The Left Brain responds:
To be honest, I was extremely skeptical when I first saw this stuff. But it looks like it might actually have a chance of working. Here’s why.
Lice Shield ingredients
Water, Sodium Laureth Sulfate, Cocamidopropyl Betaine, Coco Glucoside, Cymbopobon Nardus (Citronella) Oil, Glyceryl Oleate, Eucalyptus Globulus (Eucalyptus) Leaf Oil, Rosmarinus Officinalis (Rosemary) Leaf Oil, Lemongrass (Cymbopogon Schoenanthus) Leaf Oil, Fragrance, Dimethicone, Dimethiconol, TEA Dodecylbenzene Sulfonate, Carbomer, Guar Hydroxypropyltrimonium Chloride, Sodium Hydroxide, DMDM Hydantoin, Methylparaben
This is a pretty standard shampoo base with no sign of any drug ingredients that one would expect to see in a lice shampoo.
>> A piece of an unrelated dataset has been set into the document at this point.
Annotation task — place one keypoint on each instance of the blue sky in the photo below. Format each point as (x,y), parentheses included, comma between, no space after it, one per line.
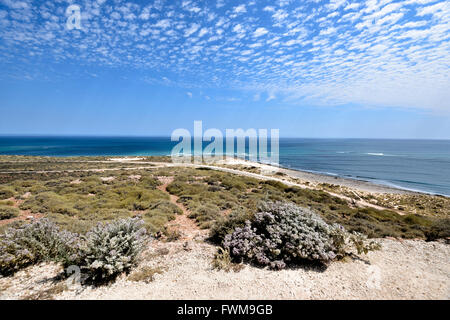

There are a couple of botanical extracts , most notably citronella, which are typically used as “window dressing” in haircare formulations.
In this particular case, though, it looks like the citronella may actually be doing something. I found this study from the Department of Parasitology, Hebrew University Medical School,which evaluated the efficacy of a slow-release citronella formulation as a lice repellent. According to the researchers, there were significant differences between those treated with the repellent and those treated with the placebo.
Too good to be true?
Of course this single study doesn’t necessarily mean that the Lice Shield product will work. For one reason, there’s no way of knowing if the citronella in this product will be delivered to the hair the same way that the “slow-release technology” used in the study works. For another, we don’t even know if they’re using the same concentration of citronella. But if you’re worried about lice infestation there is some basic science here to indicate this product may be worth trying.